Covid forces another 64,600 workers onto wage subsidy scheme
Revenue says over 50,000 companies have now signed up for emergency payments
A total of 427,000 workers are now being paid through the temporary wage subsidy scheme put in place to limit job losses during the Covid-19 pandemic. Photograph: Daragh Mc Sweeney/Provision
The figure marks an increase of more than 20,000 on the numbers who signed up last week.
The subsidy, which pays up to 85 per cent of employees’ take-home pay up to a maximum of €410 a week, is designed to keep workers’ on their employers’ books in the hope of a quick economic bounce back when the worst of the coronavirus crisis passes.
Figures released from the Revenue Commissioners on Thursday shows that 427,000 workers have now received at least one payment under the wage subsidy programme.
The money is paid through employers, who must apply on behalf of their staff. As of yesterday, Revenue said, 50,900 employers have signed up for the scheme. Of these, 43,000 have already received payments to meet their staff wages. Employers have the option to top workers’ wage subsidy payment up to near their full normal take-home pay.
Up to the end of April, 25,000 people who had originally found themselves out of work and who had signed up to the enhanced pandemic unemployment payment have now transferred to the temporary wage subsidy scheme.

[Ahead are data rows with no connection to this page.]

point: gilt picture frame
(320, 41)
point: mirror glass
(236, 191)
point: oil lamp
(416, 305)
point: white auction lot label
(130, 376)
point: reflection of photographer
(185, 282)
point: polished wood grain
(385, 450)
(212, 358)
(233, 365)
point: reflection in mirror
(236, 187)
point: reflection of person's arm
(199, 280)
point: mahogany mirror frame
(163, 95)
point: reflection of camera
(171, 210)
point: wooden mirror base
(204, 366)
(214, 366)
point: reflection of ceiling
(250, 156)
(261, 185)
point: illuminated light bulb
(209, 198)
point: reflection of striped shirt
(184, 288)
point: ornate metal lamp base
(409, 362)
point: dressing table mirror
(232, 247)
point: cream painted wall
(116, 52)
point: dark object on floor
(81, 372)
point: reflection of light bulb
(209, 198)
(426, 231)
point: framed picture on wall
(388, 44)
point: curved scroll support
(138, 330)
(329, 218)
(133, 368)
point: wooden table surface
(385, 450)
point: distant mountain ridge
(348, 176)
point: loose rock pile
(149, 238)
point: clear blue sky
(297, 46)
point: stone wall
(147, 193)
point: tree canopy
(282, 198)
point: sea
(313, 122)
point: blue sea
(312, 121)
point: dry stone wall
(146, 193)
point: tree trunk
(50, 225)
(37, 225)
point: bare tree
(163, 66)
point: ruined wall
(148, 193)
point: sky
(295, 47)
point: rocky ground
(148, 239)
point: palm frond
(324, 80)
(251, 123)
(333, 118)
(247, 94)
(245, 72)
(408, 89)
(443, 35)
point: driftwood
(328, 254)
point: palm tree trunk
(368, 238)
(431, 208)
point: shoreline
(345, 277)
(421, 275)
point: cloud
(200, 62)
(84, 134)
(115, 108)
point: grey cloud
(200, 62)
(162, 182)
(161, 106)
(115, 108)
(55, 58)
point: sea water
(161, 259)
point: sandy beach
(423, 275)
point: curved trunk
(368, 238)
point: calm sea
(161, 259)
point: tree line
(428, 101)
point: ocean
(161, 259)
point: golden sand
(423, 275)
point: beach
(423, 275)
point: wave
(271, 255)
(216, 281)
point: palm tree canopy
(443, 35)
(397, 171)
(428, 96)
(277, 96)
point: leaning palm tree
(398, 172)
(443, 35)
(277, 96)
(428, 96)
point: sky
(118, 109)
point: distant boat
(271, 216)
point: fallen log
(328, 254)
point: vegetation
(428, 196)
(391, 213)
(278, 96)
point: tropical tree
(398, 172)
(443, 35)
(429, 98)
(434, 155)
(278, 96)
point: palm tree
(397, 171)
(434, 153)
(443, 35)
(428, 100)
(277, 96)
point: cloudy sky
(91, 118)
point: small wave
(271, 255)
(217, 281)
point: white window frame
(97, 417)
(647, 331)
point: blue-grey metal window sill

That points to a number of employers rehiring staff who they had originally been forced to let go.
However, 21,500 workers have moved in the other direction and are now claiming the €350 weekly unemployment payment.
Another feature of the Revenue figures is the number of older workers availing of the temporary wage subsidy. Close to 4,300 people over the age of 70 are receiving payments under the scheme.

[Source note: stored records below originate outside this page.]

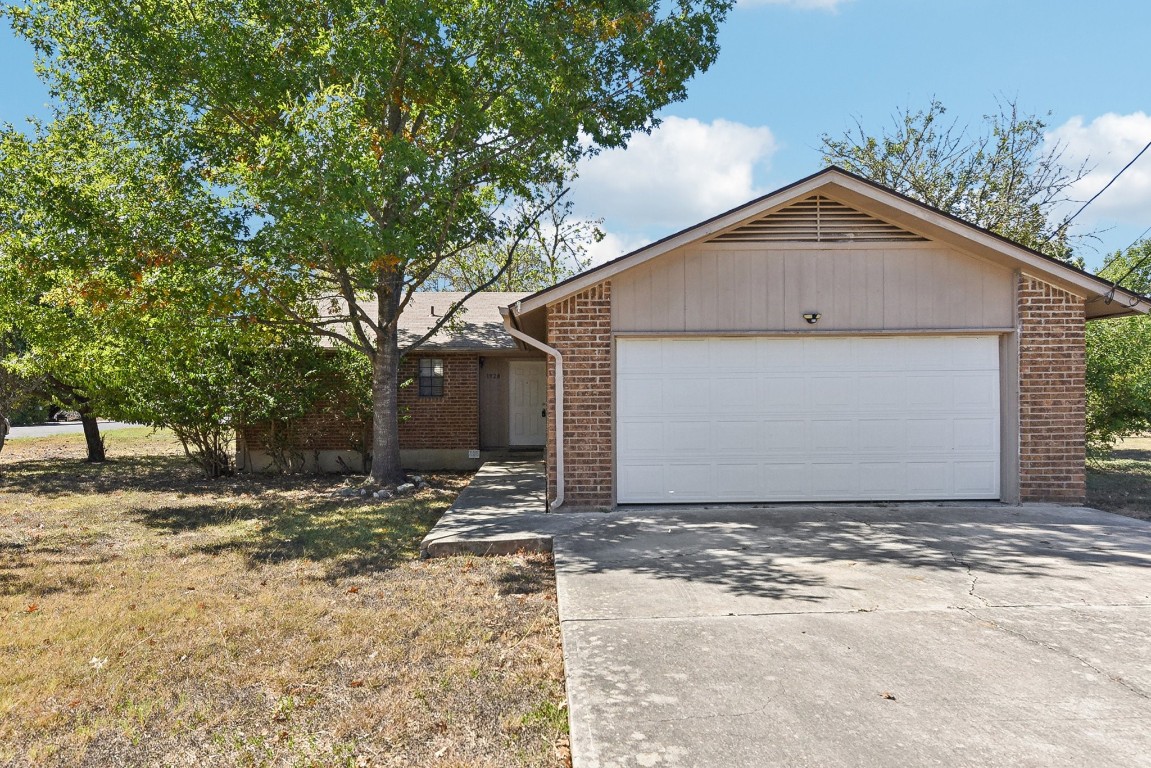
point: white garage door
(807, 419)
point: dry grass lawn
(1121, 484)
(149, 617)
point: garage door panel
(738, 480)
(784, 435)
(976, 392)
(929, 393)
(737, 393)
(929, 434)
(831, 434)
(976, 477)
(784, 481)
(737, 438)
(877, 435)
(690, 481)
(638, 438)
(833, 480)
(879, 393)
(929, 478)
(808, 419)
(882, 479)
(832, 394)
(782, 393)
(976, 434)
(687, 438)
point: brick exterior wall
(451, 421)
(1051, 393)
(580, 328)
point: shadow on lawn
(347, 537)
(144, 473)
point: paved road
(836, 636)
(67, 427)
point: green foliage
(550, 249)
(1119, 360)
(1005, 177)
(121, 286)
(366, 143)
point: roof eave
(925, 220)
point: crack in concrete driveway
(908, 635)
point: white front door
(528, 402)
(820, 418)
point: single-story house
(830, 341)
(473, 394)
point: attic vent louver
(816, 220)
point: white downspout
(516, 333)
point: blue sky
(790, 70)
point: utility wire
(1094, 197)
(1119, 253)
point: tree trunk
(386, 469)
(92, 438)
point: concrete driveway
(839, 636)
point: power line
(1120, 253)
(1094, 197)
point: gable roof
(478, 326)
(878, 212)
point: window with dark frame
(431, 377)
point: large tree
(1119, 359)
(547, 250)
(1001, 175)
(1006, 177)
(367, 142)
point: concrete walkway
(958, 635)
(500, 512)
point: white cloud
(1106, 144)
(683, 173)
(612, 246)
(801, 5)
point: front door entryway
(527, 402)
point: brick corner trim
(580, 328)
(1052, 395)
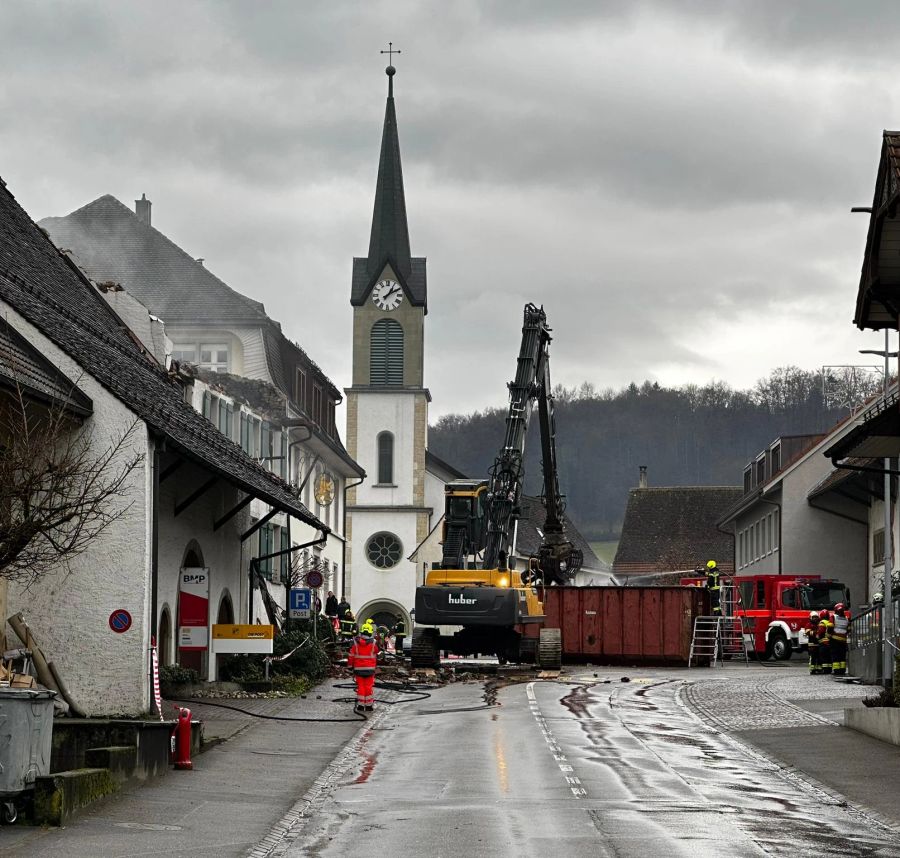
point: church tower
(387, 404)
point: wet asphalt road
(587, 767)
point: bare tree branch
(58, 493)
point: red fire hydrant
(181, 739)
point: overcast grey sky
(671, 180)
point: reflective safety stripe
(363, 657)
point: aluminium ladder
(721, 636)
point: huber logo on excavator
(476, 569)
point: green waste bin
(26, 735)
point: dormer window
(211, 356)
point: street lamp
(887, 610)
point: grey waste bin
(26, 734)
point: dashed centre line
(572, 780)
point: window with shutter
(386, 353)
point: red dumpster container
(634, 625)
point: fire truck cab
(775, 609)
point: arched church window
(386, 353)
(385, 458)
(384, 550)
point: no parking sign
(120, 621)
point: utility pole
(887, 609)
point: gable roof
(48, 289)
(23, 366)
(878, 298)
(674, 528)
(528, 534)
(111, 243)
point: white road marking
(572, 781)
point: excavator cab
(463, 533)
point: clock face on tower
(387, 294)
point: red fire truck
(775, 609)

Anyone over the age of 65 has been refused access to the pandemic unemployment basis and are being required to apply instead for a state pension which pays considerably less. However, they are entitled to the wage subsidy scheme if they remain on an employer’s books, even where they are working few if any hours currently.
Another 25,600 recipients are aged in their sixties, with an unknown number of these over the age of 65.

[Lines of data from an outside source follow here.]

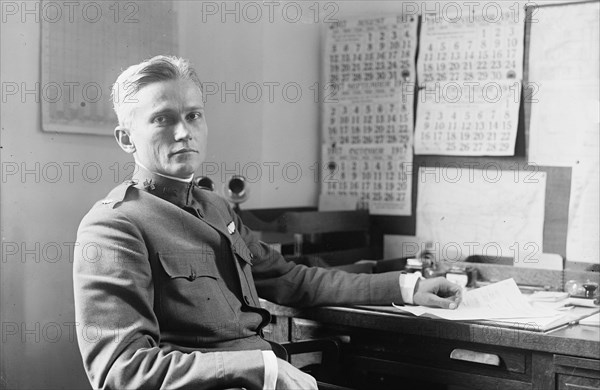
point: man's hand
(289, 377)
(437, 292)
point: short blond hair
(136, 77)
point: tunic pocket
(191, 293)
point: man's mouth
(184, 150)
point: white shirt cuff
(407, 286)
(271, 370)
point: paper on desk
(501, 300)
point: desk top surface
(577, 340)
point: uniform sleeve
(291, 284)
(118, 332)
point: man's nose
(182, 131)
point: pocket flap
(240, 249)
(189, 265)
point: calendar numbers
(368, 131)
(469, 86)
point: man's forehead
(163, 93)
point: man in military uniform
(166, 275)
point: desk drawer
(575, 373)
(569, 382)
(450, 355)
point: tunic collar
(174, 191)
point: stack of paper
(500, 302)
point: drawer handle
(579, 387)
(475, 357)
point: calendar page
(469, 71)
(368, 122)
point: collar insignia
(148, 185)
(231, 227)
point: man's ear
(122, 134)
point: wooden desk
(383, 350)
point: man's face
(168, 128)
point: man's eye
(194, 116)
(161, 120)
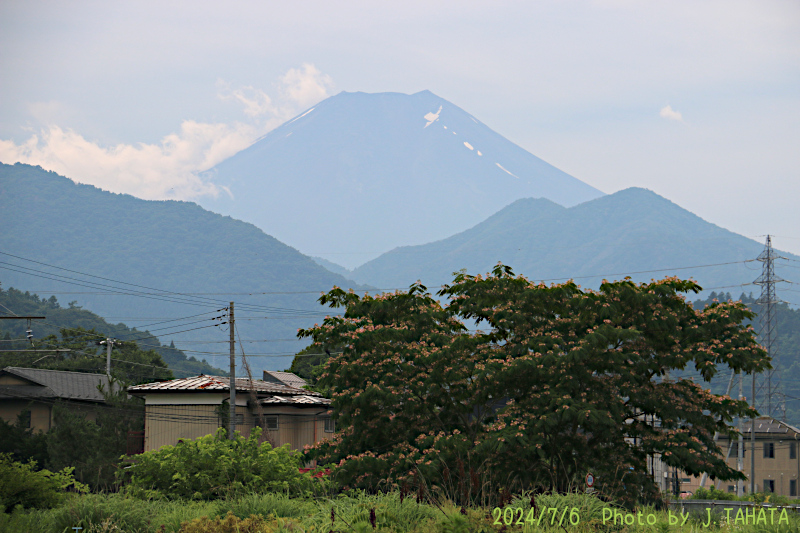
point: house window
(25, 419)
(769, 450)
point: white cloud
(670, 114)
(170, 168)
(152, 171)
(255, 101)
(306, 86)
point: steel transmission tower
(771, 402)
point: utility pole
(740, 458)
(29, 332)
(767, 337)
(109, 343)
(768, 321)
(753, 441)
(231, 325)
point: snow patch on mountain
(301, 116)
(506, 170)
(432, 117)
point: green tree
(562, 382)
(94, 448)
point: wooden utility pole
(231, 325)
(109, 343)
(753, 441)
(28, 318)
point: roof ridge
(52, 370)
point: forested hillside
(140, 357)
(633, 231)
(162, 259)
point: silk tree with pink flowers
(555, 382)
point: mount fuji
(360, 174)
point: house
(284, 378)
(777, 463)
(188, 408)
(32, 392)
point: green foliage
(552, 390)
(232, 524)
(94, 448)
(214, 466)
(22, 443)
(77, 329)
(22, 485)
(787, 342)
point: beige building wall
(165, 424)
(782, 469)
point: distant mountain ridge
(203, 259)
(634, 230)
(359, 174)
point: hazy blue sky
(698, 101)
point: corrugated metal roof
(294, 400)
(766, 425)
(216, 383)
(287, 378)
(61, 383)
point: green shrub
(213, 467)
(712, 493)
(232, 524)
(100, 512)
(22, 485)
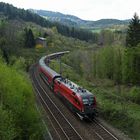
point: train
(79, 100)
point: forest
(107, 63)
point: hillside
(10, 12)
(71, 20)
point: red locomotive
(80, 100)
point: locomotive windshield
(88, 101)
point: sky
(85, 9)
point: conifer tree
(133, 32)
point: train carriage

There has also been controversy over the decision to exclude mothers who had been on maternity leave in February but have since returned to work. As they were in receipt of social welfare in February and not on companies’ normal payroll, they are not eligible for the scheme.
Figures earlier this week from the Department of Employment Affairs and Social Protection showed that 591,000 are in receipt of the Covid-19 unemployment payment. In addition, there were around 205,000 people on the live register receiving regular job seeker payments.